The STC's advances into Hadramout and al-Mahra are deepening Yemen's fragmentation and transforming the conflict into a multi-actor struggle beyond government versus Houthis. President Rashad al-Alimi has warned that the IMF's suspension signals mounting economic risks tied to eastern instability, which could disrupt salaries, fuel and donor support. The author argues that only a three-pillar approach — a redefined federal compact, professional local security under a national framework, and a transparent economic deal on resource management — can reduce fragmentation and avert wider regional spillovers.
Yemen at a Crossroads: How the STC's Eastward Push Is Recasting Power and Risk

The Southern Transitional Council (STC) has pushed into the eastern governorates of Hadramout and al-Mahra, reshaping local power dynamics and deepening Yemen's political, geographic and representative fragmentation. These advances underscore that Yemen's conflict is no longer a simple binary between the internationally recognised government and the Houthi movement; instead, multiple de facto authorities now compete over security, resources and legitimacy.
Background and Recent Developments
The STC, backed by a regional patron, has established itself as the dominant force across much of the south and parts of the east. Its eastward expansion this month — focused mainly against government-aligned forces — is turning resource-rich Hadramout and al-Mahra into contested arenas. President Rashad al-Alimi warned that what Yemeni officials describe as the IMF's suspension of activities reflects the growing economic cost of rising insecurity, calling it a "wake-up call." The IMF has not publicly commented.
Economic Stakes
Al-Alimi emphasised that Yemen, already the poorest country in the region, cannot absorb new shocks. Instability in eastern governorates would immediately threaten salary payments, fuel and basic services and could deter international donors. Disruptions to ports, resource areas and supply routes quickly translate into pressure on livelihoods, exchange rates and the government's fiscal capacity.
Threefold Fragmentation
The conflict's evolution is producing fragmentation on three interconnected levels:
- Political: Decision-making within the anti-Houthi camp is splintering, eroding any single chain of command and complicating unified security and administrative policies.

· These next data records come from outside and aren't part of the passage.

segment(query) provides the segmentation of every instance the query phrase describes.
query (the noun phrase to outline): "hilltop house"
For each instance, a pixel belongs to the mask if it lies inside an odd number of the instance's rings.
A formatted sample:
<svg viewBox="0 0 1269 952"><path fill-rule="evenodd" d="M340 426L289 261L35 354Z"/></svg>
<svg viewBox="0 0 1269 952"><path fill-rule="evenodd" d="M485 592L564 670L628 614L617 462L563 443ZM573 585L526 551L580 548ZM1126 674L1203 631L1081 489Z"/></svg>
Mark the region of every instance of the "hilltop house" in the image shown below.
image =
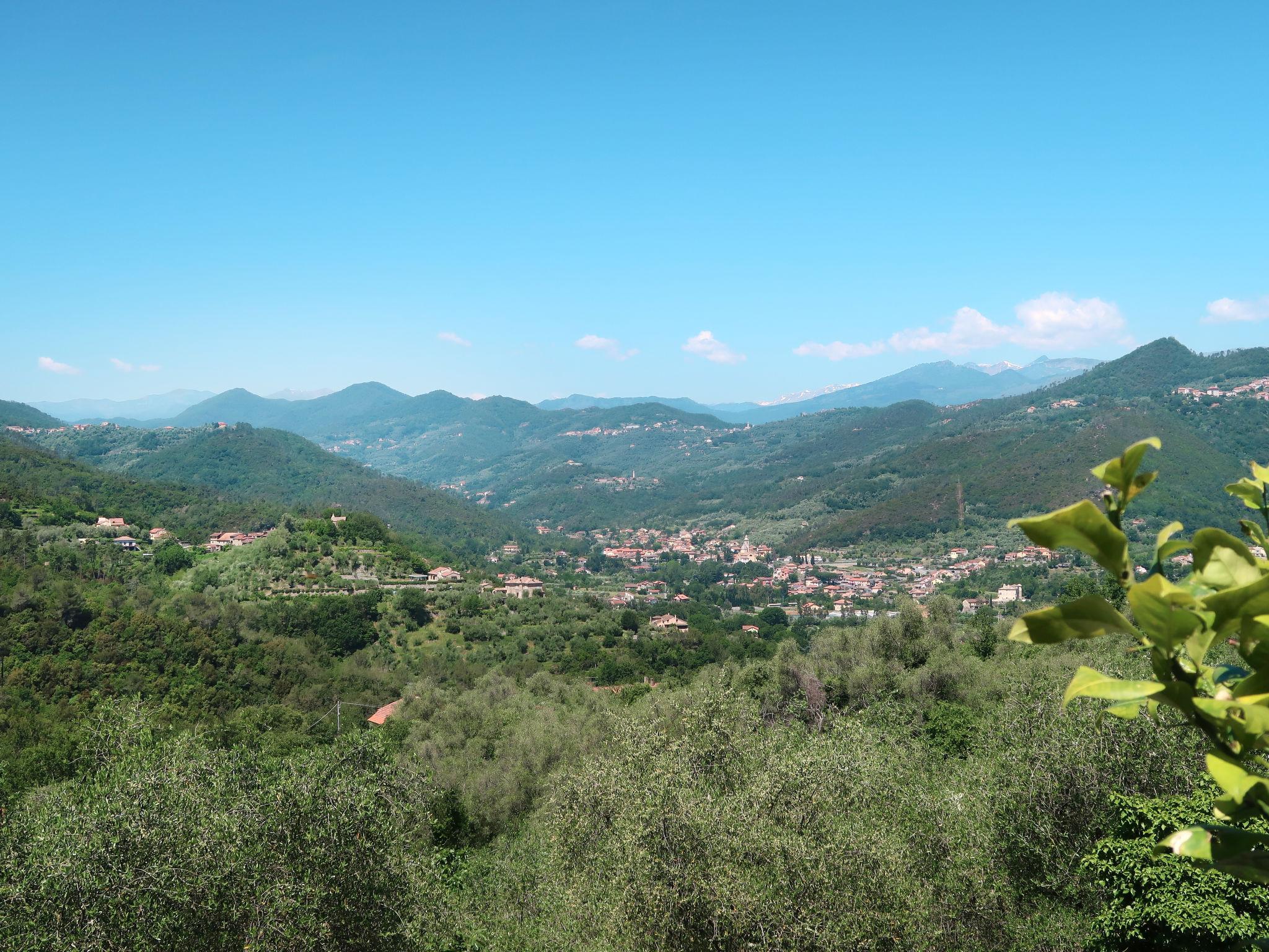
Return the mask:
<svg viewBox="0 0 1269 952"><path fill-rule="evenodd" d="M1001 585L999 589L996 589L996 597L992 599L992 602L997 605L1003 605L1006 602L1025 602L1025 600L1027 599L1023 598L1022 585Z"/></svg>
<svg viewBox="0 0 1269 952"><path fill-rule="evenodd" d="M651 621L651 625L654 628L659 628L660 631L673 630L678 632L685 632L688 630L688 623L681 618L679 618L678 616L673 614L655 616Z"/></svg>
<svg viewBox="0 0 1269 952"><path fill-rule="evenodd" d="M388 703L388 704L383 704L383 707L378 708L374 713L372 713L365 720L369 721L371 724L376 724L376 725L383 724L388 717L391 717L392 715L395 715L397 712L397 708L401 707L401 704L404 704L404 703L405 703L405 701L401 699L401 701L393 701L392 703Z"/></svg>
<svg viewBox="0 0 1269 952"><path fill-rule="evenodd" d="M541 579L532 579L528 575L508 575L504 581L508 598L524 598L525 595L546 594Z"/></svg>

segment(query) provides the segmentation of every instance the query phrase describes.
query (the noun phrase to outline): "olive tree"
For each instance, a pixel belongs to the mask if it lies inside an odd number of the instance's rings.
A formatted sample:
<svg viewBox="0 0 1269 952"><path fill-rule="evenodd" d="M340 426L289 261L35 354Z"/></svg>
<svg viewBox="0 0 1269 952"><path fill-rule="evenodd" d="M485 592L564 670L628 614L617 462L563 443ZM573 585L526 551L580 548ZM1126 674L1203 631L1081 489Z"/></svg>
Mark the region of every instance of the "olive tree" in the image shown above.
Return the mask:
<svg viewBox="0 0 1269 952"><path fill-rule="evenodd" d="M1264 527L1241 519L1244 534L1259 553L1218 528L1179 537L1179 522L1157 534L1152 564L1141 581L1133 578L1123 515L1156 472L1142 471L1156 438L1128 447L1122 456L1093 468L1105 485L1099 509L1090 500L1047 515L1014 519L1028 538L1049 548L1084 552L1126 590L1131 618L1101 595L1024 614L1009 637L1032 645L1071 638L1124 635L1137 641L1154 677L1113 678L1081 666L1066 688L1063 707L1077 697L1112 702L1105 713L1134 718L1146 710L1162 724L1161 708L1179 713L1207 744L1207 772L1222 795L1213 814L1218 823L1189 826L1165 836L1156 852L1188 857L1254 882L1269 883L1269 834L1246 821L1269 816L1269 467L1251 465L1251 476L1226 491L1258 512ZM1166 560L1188 550L1192 571L1178 583L1162 574ZM1237 649L1241 664L1212 663L1218 640ZM1236 825L1242 824L1242 825Z"/></svg>

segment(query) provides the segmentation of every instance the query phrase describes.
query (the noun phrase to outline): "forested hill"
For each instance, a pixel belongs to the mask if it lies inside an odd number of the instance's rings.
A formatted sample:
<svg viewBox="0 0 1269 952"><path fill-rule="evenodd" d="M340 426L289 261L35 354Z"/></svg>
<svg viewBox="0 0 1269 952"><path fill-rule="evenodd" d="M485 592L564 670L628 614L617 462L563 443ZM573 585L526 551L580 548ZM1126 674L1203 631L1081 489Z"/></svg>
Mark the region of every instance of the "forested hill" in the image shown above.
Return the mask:
<svg viewBox="0 0 1269 952"><path fill-rule="evenodd" d="M47 509L61 522L122 517L129 526L162 526L188 538L266 528L283 513L268 500L103 472L8 435L0 435L0 500L16 509Z"/></svg>
<svg viewBox="0 0 1269 952"><path fill-rule="evenodd" d="M958 519L957 491L971 514L1020 515L1094 496L1089 467L1147 435L1164 442L1157 491L1137 514L1162 524L1236 527L1240 513L1221 498L1250 459L1263 459L1269 401L1250 396L1195 401L1184 385L1233 385L1269 376L1269 349L1200 355L1161 339L1038 393L952 411L923 440L855 467L872 498L835 496L841 512L819 520L794 545L844 542L863 533L919 536ZM1072 401L1076 406L1055 406ZM1082 487L1082 490L1080 489ZM851 504L857 503L857 504Z"/></svg>
<svg viewBox="0 0 1269 952"><path fill-rule="evenodd" d="M510 538L528 539L519 524L442 490L387 476L341 459L303 437L249 424L164 434L115 430L56 434L62 452L128 475L204 486L233 499L263 499L286 508L340 505L373 513L401 531L418 532L454 552L483 555ZM145 442L154 440L146 449ZM121 452L126 447L127 452Z"/></svg>
<svg viewBox="0 0 1269 952"><path fill-rule="evenodd" d="M478 512L501 512L522 526L704 520L805 546L864 534L925 536L954 527L962 503L970 520L1070 503L1096 491L1090 466L1134 439L1159 435L1169 479L1143 501L1143 515L1226 524L1230 513L1212 500L1251 457L1264 456L1269 401L1247 395L1195 401L1173 391L1264 376L1269 349L1200 355L1165 339L1029 393L961 406L906 401L826 410L753 428L661 404L547 411L505 397L468 400L444 391L406 397L364 385L319 400L264 401L302 413L284 429L332 451L292 438L287 452L302 476L270 454L280 434L249 437L246 429L171 452L166 447L187 440L189 430L36 439L108 468L136 466L138 473L232 491L256 486L286 500L324 496L322 503L363 505L388 520L402 517L369 504L387 484L373 481L364 465L426 484L462 484L463 494L489 501L489 510ZM253 453L245 472L244 459L232 454L204 458L221 446L217 439L249 438L263 444L260 462ZM343 482L352 473L355 489ZM396 487L387 495L420 491ZM330 499L339 495L346 499ZM398 501L393 509L418 508ZM447 533L494 532L468 524L475 517L467 508L431 512Z"/></svg>
<svg viewBox="0 0 1269 952"><path fill-rule="evenodd" d="M62 421L14 400L0 400L0 426L61 426Z"/></svg>

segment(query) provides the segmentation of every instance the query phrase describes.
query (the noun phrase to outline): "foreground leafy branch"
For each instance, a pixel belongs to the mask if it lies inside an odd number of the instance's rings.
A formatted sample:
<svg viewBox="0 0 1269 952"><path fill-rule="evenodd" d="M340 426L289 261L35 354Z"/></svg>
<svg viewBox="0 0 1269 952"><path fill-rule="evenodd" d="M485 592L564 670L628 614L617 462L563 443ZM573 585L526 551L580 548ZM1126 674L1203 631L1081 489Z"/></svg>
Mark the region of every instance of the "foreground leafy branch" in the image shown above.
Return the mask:
<svg viewBox="0 0 1269 952"><path fill-rule="evenodd" d="M1099 595L1030 612L1014 625L1013 641L1053 645L1071 638L1128 635L1148 652L1148 680L1121 680L1080 668L1062 698L1112 702L1115 717L1154 715L1160 706L1179 711L1208 741L1207 770L1222 791L1213 812L1221 823L1178 830L1156 852L1171 852L1242 880L1269 883L1269 834L1231 824L1269 816L1269 561L1264 556L1269 529L1269 467L1251 465L1251 476L1225 487L1256 510L1264 527L1241 519L1244 534L1260 547L1255 555L1230 533L1204 528L1193 538L1174 538L1184 527L1170 523L1157 536L1152 567L1136 581L1128 557L1123 514L1154 482L1141 472L1146 451L1160 448L1151 437L1093 468L1105 484L1103 508L1082 500L1047 515L1014 519L1033 542L1048 548L1084 552L1127 590L1132 618ZM1162 574L1164 562L1190 550L1193 570L1180 583ZM1226 638L1236 645L1242 665L1207 664L1208 650Z"/></svg>

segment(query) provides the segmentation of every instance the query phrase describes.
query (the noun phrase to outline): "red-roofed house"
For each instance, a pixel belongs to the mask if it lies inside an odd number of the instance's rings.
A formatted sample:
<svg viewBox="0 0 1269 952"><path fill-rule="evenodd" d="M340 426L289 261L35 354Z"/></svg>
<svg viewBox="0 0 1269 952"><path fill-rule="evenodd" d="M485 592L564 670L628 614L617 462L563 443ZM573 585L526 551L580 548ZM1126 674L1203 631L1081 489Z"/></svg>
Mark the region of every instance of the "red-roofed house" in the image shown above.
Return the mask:
<svg viewBox="0 0 1269 952"><path fill-rule="evenodd" d="M365 720L369 721L371 724L383 724L383 721L395 715L397 712L397 708L404 703L405 703L404 699L398 699L393 701L391 704L383 704L383 707L381 707L378 711L372 713Z"/></svg>

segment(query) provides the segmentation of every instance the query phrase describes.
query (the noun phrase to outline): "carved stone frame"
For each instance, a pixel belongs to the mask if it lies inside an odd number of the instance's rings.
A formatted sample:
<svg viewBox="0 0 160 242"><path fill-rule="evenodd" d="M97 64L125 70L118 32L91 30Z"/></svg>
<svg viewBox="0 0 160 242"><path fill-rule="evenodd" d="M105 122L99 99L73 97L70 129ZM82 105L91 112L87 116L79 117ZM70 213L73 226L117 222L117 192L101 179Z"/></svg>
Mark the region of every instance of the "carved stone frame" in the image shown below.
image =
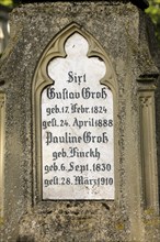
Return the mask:
<svg viewBox="0 0 160 242"><path fill-rule="evenodd" d="M159 213L155 91L157 78L139 78L141 191L144 209Z"/></svg>
<svg viewBox="0 0 160 242"><path fill-rule="evenodd" d="M46 47L44 51L38 65L35 70L35 75L33 78L33 87L32 87L32 105L33 105L33 135L34 135L34 142L33 142L33 167L34 167L34 204L37 201L42 201L42 145L41 145L41 95L45 87L53 84L53 79L49 78L47 74L47 65L50 59L54 57L66 57L66 52L64 50L64 45L66 40L71 36L73 33L81 34L89 43L89 52L88 57L98 56L105 63L106 66L106 74L101 79L101 84L107 86L112 92L113 92L113 103L114 103L114 133L116 129L116 119L115 108L117 107L117 84L115 78L115 73L113 70L112 64L105 53L105 51L102 48L102 46L99 44L99 42L87 31L82 30L77 23L71 23L69 26L67 26L64 31L61 31L54 40L50 42L50 44ZM116 143L114 135L114 161L116 161ZM116 170L116 164L115 169ZM114 175L115 177L115 175ZM115 189L117 189L117 179L115 177ZM117 196L118 193L116 193Z"/></svg>

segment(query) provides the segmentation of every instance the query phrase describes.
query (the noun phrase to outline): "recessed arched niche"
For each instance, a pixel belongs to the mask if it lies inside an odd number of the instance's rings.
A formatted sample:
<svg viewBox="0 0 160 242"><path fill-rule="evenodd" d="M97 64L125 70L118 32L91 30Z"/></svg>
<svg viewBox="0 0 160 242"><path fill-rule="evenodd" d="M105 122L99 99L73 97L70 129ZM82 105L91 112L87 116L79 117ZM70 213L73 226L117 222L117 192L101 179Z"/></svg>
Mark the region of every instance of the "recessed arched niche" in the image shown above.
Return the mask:
<svg viewBox="0 0 160 242"><path fill-rule="evenodd" d="M33 84L42 200L115 198L115 89L104 50L77 24L44 52Z"/></svg>

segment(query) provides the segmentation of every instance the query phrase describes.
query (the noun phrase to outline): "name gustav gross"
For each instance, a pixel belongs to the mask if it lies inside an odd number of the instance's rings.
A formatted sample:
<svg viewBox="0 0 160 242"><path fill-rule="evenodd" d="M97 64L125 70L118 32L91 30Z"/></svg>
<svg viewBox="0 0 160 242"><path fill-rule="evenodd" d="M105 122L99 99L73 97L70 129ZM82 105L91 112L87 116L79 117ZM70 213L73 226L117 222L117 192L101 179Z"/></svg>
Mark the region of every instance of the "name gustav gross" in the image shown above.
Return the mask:
<svg viewBox="0 0 160 242"><path fill-rule="evenodd" d="M62 88L61 91L55 91L54 87L47 88L47 98L48 99L105 99L107 97L106 88L103 87L101 91L91 91L90 87L83 87L81 92L79 91L68 91L67 88Z"/></svg>

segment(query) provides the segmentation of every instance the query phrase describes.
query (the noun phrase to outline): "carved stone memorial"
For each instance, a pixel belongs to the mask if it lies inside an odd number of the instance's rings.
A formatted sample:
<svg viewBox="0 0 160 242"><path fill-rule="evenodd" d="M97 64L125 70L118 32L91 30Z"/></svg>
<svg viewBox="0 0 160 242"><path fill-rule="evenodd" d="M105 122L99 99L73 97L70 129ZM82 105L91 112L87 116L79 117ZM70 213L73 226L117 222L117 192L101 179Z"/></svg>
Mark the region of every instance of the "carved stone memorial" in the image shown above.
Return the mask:
<svg viewBox="0 0 160 242"><path fill-rule="evenodd" d="M26 2L0 59L0 241L158 242L147 1Z"/></svg>
<svg viewBox="0 0 160 242"><path fill-rule="evenodd" d="M66 57L48 64L54 84L42 94L44 199L113 199L113 95L101 84L105 63L88 57L75 33Z"/></svg>

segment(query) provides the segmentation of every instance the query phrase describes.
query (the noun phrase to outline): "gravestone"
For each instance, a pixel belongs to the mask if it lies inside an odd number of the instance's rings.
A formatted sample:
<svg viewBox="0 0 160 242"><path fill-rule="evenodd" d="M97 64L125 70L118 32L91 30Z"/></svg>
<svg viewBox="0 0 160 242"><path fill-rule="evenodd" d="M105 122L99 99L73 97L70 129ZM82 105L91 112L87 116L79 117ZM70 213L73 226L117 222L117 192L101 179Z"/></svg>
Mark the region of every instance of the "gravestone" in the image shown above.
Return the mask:
<svg viewBox="0 0 160 242"><path fill-rule="evenodd" d="M145 8L12 11L0 73L1 241L159 240L159 64Z"/></svg>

- Geographic: New lines of contact now exist not only between Houthis and government forces but also between Houthis and the STC, along with many grey zones controlled by local and tribal formations.
- Representative: Competing claims over who legitimately speaks for the south and for Hadramout weaken the state's role as the arbiter of resources and institutions.
Regional Implications
Hadramout and al-Mahra are strategically sensitive: they border Saudi Arabia and Oman and have long coastlines that support trade, smuggling and migration routes. Local instability thus quickly spills over to regional security concerns. As Yemen becomes perceived as "islands of influence," external actors may increasingly engage directly with local authorities, undermining the political centre.
How the Houthis Benefit
The Houthis — who control Sanaa and large parts of northwestern Yemen — gain indirectly when their opponents fracture. Internal disputes among anti-Houthi forces divert attention and resources away from confronting the Houthis, strengthen the group's negotiating position, and provide time for the Houthis to sustain their war economy and administrative controls.
Risks and Possible Trajectories
The unfolding dynamics raise layered risks: front lines could harden into de facto borders between adjacent authorities; security vacuums could expand; smuggling and lawlessness along Saudi and Omani borders could increase; and international actors dealing with multiple parties could further internationalise the crisis. Rather than producing a decisive victory, the likely outcome is a mosaic of authorities that depend on external patrons and weaken prospects for a stable, central state.
Proposed Path Forward
Partial or tactical redeployments are unlikely to be enough. The article argues for a comprehensive approach built on three interlinked pillars:
- Redefine the National Compact: Draft a vision for a viable federal framework that guarantees fair partnership for all regions and reframes the political centre as a guarantor of rights and services.
- Local Security Under a National Umbrella: Build professional local forces operating within a clear national legal framework, with practical arrangements for withdrawing outside forces and uniform security decision-making in state institutions.
- An Economic Deal: Conclude a transparent agreement on resource management where they are produced, ensure fair revenue sharing, and link international support to an implementable reform plan that protects sovereign assets under central oversight.
Absent these steps, Yemen risks continued peripherally driven disintegration in which the most cohesive armed entities expand and contested margins widen. The economy would likely suffer first, worsening conditions for millions and turning the governance crisis into a prolonged stability crisis with difficult-to-contain local and regional effects.
Author: Saeed Thabit, Al Jazeera's bureau chief for Yemen.